I mentioned on my recent interview on the School Sucks Project podcast that in high school I started “The 1% Club” as a joke during the height of the Occupy Wall Street Protests. Some listeners asked me if I had if more details on that club so here they are.
Funny enough, I had forgotten all about that until recently when I stumbled across some old papers while visiting my family home in California. The papers brought back all sorts of memories, good and bad. I was reminded on the one hand how fun it was in high school to put the administrators and teachers in uncomfortable positions. They deserved it, after all, I told myself then (and now).
On the other hand, I thought of all the time that was wasted during compulsory schooling. I will never put my kids through that.
But mostly, I just laughed. The expressed purpose of The 1% Club was borrowed from Ayn Rand’s essay Big Business: Americans Most Persecuted Minority and went as follows:
To protect the interests of Americas persecuted minority, businessmen, and to promote capitalistic ideas in an effort to serve the under-represented producers.
The only “duty” members of the club had was:
Read Ayn Rand books and understand the Austrian School of Economics.
Not bad for a group of high schoolers. I would give out copies of Anthem by Ayn Rand, Capitalism: The Unknown Ideal by Ayn Rand and Economics in One Lesson by Henry Hazlitt to all new “members,” of which there were only a few.
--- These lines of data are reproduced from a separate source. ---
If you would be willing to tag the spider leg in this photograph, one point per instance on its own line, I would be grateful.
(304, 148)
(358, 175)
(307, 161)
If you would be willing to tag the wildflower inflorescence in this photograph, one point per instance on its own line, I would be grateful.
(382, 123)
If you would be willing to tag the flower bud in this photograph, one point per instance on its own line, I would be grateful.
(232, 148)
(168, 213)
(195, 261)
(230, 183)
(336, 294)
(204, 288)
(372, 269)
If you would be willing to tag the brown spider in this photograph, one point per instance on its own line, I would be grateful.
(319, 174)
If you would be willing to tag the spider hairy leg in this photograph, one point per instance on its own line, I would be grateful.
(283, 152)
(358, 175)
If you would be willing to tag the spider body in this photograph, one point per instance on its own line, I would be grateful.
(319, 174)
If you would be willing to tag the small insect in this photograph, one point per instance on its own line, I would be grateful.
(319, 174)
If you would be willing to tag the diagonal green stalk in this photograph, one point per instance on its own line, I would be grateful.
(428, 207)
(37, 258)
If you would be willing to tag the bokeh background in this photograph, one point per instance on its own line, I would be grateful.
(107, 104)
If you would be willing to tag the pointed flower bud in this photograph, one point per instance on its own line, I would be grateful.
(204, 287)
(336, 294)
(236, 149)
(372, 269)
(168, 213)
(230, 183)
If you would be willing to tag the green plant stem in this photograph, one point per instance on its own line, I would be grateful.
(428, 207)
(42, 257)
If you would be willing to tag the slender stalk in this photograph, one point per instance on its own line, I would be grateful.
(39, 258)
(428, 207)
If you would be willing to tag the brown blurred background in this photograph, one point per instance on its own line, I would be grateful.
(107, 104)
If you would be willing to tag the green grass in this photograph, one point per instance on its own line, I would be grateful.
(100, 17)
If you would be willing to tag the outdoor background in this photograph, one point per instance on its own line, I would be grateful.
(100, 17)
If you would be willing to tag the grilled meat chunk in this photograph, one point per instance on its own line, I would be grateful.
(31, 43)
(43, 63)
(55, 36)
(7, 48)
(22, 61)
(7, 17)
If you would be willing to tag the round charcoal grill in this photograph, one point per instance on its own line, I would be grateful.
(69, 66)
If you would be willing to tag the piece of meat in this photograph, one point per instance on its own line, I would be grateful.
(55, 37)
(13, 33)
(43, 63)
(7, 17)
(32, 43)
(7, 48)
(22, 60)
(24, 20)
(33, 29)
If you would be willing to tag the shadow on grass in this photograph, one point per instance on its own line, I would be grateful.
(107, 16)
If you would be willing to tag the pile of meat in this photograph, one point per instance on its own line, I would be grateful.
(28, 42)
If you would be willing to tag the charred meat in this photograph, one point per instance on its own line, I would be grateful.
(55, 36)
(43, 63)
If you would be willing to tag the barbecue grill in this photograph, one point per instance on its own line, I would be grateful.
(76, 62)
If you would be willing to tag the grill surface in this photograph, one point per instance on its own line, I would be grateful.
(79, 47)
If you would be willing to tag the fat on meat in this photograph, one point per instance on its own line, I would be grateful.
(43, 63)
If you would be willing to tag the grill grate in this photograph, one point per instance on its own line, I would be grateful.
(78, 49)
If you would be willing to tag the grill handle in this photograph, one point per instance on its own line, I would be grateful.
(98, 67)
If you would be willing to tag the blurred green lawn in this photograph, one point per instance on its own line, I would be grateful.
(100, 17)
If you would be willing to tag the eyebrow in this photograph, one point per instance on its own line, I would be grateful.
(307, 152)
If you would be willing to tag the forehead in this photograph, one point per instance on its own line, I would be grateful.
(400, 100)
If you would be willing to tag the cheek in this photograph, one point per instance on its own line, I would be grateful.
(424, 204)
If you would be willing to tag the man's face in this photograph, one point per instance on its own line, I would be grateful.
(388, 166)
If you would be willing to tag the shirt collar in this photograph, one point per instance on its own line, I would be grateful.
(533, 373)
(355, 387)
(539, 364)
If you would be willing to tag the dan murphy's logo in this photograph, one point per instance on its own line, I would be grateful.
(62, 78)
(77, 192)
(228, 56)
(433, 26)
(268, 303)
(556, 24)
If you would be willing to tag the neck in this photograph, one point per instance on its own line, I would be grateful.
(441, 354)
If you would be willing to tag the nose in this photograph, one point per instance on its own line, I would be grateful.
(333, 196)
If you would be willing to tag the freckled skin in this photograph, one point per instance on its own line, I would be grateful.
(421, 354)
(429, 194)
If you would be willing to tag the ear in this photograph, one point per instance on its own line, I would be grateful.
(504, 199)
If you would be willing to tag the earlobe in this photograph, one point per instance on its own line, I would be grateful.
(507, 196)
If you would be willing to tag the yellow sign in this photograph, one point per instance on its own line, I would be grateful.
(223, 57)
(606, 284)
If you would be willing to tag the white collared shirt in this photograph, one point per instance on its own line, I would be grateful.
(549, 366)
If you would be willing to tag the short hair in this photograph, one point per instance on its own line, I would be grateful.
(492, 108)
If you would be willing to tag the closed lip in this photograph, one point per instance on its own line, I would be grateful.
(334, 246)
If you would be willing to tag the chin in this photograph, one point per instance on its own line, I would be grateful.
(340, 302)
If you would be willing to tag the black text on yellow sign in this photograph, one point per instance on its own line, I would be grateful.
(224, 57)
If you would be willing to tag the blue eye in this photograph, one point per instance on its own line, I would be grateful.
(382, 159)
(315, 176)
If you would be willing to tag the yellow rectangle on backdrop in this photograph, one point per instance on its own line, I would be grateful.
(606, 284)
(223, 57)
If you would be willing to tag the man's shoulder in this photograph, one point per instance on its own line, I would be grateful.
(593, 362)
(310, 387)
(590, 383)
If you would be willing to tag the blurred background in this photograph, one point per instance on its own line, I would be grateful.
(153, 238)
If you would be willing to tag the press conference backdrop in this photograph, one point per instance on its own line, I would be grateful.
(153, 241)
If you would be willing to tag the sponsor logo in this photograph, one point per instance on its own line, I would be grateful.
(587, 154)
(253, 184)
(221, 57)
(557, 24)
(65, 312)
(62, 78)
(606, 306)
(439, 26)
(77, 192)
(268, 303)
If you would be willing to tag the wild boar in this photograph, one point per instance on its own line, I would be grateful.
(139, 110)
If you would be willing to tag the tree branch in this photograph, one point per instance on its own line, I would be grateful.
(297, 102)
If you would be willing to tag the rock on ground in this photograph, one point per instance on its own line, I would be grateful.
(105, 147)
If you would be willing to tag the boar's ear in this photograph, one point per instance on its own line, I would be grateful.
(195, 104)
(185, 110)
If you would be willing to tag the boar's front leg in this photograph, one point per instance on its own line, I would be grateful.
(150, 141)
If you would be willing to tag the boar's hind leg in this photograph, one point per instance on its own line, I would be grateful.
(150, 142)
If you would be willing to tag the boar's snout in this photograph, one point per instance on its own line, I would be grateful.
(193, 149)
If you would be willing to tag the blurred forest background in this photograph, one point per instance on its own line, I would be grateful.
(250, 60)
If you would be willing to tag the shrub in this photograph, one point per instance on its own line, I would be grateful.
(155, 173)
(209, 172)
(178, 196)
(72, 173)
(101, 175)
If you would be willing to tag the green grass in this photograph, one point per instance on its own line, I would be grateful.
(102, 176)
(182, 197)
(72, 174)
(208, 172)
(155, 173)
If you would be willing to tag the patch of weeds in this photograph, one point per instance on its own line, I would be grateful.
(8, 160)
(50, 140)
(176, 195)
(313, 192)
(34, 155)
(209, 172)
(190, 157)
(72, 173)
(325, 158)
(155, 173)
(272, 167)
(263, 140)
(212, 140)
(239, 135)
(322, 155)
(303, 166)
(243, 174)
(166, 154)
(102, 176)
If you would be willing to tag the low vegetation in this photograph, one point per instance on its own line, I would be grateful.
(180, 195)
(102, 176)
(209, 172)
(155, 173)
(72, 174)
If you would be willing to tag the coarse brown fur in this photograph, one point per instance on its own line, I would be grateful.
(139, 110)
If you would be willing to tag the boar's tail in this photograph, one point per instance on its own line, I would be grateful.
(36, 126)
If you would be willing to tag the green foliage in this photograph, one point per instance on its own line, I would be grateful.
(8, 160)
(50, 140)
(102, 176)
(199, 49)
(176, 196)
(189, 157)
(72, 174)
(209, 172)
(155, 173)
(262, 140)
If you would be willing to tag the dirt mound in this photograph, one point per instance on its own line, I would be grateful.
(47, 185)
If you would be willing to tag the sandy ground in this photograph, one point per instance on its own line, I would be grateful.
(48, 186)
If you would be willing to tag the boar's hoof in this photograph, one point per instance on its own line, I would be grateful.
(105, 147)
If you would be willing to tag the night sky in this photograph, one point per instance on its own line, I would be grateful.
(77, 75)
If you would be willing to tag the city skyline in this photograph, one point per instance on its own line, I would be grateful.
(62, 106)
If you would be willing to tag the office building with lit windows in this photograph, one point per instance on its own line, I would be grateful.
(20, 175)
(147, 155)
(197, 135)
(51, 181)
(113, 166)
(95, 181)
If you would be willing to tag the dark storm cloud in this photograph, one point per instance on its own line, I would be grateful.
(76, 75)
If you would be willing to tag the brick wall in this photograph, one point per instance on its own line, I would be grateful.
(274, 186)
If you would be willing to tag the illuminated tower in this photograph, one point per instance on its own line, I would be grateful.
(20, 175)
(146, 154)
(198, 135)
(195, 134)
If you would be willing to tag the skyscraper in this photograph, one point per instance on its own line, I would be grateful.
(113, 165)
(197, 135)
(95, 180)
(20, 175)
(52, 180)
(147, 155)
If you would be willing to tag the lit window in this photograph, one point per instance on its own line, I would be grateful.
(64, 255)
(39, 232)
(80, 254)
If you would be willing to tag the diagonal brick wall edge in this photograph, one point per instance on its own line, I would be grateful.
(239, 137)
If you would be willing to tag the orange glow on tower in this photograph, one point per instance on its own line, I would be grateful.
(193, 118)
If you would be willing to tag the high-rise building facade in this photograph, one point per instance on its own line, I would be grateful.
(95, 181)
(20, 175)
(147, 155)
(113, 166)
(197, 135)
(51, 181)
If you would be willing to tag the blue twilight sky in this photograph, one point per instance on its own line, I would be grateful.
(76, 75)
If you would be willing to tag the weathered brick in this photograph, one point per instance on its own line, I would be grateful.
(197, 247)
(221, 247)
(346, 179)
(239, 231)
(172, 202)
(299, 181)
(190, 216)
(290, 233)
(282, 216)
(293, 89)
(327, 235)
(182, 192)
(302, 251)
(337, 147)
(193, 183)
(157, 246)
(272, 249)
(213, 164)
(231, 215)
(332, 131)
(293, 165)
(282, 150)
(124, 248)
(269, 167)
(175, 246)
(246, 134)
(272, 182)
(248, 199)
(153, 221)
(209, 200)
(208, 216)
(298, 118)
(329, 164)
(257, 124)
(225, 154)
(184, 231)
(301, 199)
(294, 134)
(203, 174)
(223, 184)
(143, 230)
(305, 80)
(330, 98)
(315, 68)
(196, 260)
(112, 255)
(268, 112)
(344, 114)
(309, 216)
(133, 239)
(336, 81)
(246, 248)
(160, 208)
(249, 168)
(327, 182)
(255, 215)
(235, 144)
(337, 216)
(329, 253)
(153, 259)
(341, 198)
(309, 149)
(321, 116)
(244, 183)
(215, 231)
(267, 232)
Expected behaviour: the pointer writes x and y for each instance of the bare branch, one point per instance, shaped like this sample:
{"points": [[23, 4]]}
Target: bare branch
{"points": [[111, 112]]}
And I put that in quotes because the club was not approved and we held our meetings unofficially. The administrators were not pleased and it caused a bit of a stir on campus.
Still, that year was one of the most intellectually productive years of my life and I have that club and other non-school activities to thank for that.
As I mentioned on the podcast episode, those ideas laid the philosophical foundations for so much of the things I would later do in my career and education path. They also laid the practice foundations in the sense that the activity taught me that not only was it possible to self educate, it was preferable.
My involvement with organizations like Students for Liberty, my work on Ron Paul’s campaign, my attendance at the Clarkson Colloquium where I met my future colleagues, the club I ran at the University of Michigan, and my decision to drop out and build my life without a degree all came in part from that year of The 1% Club.